Tuesday 20 October 2015

Collaboration - some considerations

I am a convert to collaboration. I am convinced that the way we are changing the way we deliver the curriculum is far better meeting the needs of our children. I have collected evidence from children who believe that the way they learn now provides them with far better outcomes than previously. They are no longer frustrated by over learning material that they either already knew or understood in the first five minutes. They feel that they have far more say than they did and they love working collaboratively on projects. They love the flexibility of the groupings and the working spaces. They love being able to choose where and how they work. Learning styles is finally being acted upon.

From a powerful teaching point of view, collaboration is great. I enjoy the power of putting heads together and coming up with better opportunities for our students than I could do on my own. I love the "sweet" teaching when the coaching (roving) teacher is responsible for the 'target' children and is coaching and challenging the children who are self regulating, while the instructing teachers are taking workshops, unhindered by distractions and interruptions. Shared planning and assessing on google docs have opened up a new world of accessibility to me.

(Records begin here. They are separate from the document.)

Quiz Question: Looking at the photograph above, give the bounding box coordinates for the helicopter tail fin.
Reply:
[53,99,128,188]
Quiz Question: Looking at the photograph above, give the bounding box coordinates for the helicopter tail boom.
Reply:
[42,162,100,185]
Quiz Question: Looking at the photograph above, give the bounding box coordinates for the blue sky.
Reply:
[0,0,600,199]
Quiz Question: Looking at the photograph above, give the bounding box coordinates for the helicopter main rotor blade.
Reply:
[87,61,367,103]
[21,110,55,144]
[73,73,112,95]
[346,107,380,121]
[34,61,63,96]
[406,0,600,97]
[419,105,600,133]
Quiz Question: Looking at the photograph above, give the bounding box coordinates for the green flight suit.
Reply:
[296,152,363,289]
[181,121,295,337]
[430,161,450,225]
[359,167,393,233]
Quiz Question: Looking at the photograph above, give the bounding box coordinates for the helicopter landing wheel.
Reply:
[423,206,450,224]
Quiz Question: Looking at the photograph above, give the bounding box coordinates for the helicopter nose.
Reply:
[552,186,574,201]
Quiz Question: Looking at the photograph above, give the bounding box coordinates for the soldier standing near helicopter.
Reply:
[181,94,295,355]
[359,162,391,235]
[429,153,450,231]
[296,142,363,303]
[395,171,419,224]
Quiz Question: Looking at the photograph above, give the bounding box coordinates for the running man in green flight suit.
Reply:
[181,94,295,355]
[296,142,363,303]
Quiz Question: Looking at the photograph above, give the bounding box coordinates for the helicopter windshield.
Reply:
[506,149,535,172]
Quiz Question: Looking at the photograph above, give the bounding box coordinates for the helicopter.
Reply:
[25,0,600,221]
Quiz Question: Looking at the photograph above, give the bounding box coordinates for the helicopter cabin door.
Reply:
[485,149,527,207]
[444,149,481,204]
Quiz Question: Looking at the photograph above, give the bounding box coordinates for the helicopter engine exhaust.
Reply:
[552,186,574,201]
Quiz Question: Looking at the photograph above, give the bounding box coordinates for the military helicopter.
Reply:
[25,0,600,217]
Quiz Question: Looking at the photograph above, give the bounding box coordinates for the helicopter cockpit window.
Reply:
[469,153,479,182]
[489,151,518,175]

Ideally, everyone is happy. However, it is of critical importance that we protect the quality of what the children are doing in their self- regulated time and how we as teachers impact on that time. Self-regulation is not about a series of  'tasks' designed to keep the children busy while the teacher is either busy doing something else or at best working with a group. It is not a glorified worksheet or a gap filler. A deep learning task is something that allows students to work on projects that involve their ability to access the task at their current thinking level and which challenges them to think harder and with more depth. As Michael Fullan says in "A Rich Seam" deep learning is about what you do with that new learning.
 It is in the design of these tasks that we are challenged  to think about what it is that we want the children to achieve and that encourages new breadth and depth (Lane Clark, Kath Murdoch, Michael Fullan) learning.  The challenge for me as a leader is to ensure that the quality of these deep learning tasks are just that, deep learning.


Saturday 15 August 2015

A timely debate!

This discussion about "to teach handwriting or to not teach handwriting" is a topical one for me. Coming from the Trudy school of "handwriting is important", albeit from nine years ago. I still use the style that Trudy taught me!  A few years ago in the early stages of self - regulation, but before collaboration, I morphed the three times a week after lunch, 'do it like this' approach into a quick, 'don't forget that a links into e like this' on the Monday, before leaving the children to determine their own goal and making the practice handwriting and self assessment, a daily part of self - regulated work. I trialled it to see whether a few pointers and then a changing sample to copy from the whiteboard daily, would make the quality deteriorate. At first it did. At the point that I thought, 'well that was a fail and was about to return to the structure of before, when suddenly everything came right! I continued to use this approach until now.
However, with the ever evolving nature of self- regulation,  collaboration and BYOD, I am re thinking the necessity of even doing handwriting practice as a thing. My job sharing partner and I decided at our planning session yesterday, that, alongside of trialling a new self- regulated approach, we would stop the copying practice and see what happens. We will build in the expectation that some pieces of their work will include a reflection of their presentation.  Having said that, I think that some of our year fours like the fact that handwriting is a good way to 'show that they are focussed' and may miss it! These year fours started linking this year and often ask questions relating to 'what links to what, and what doesn't' Do I hear you asking, "who cares as long as it is legible?" Hmmm.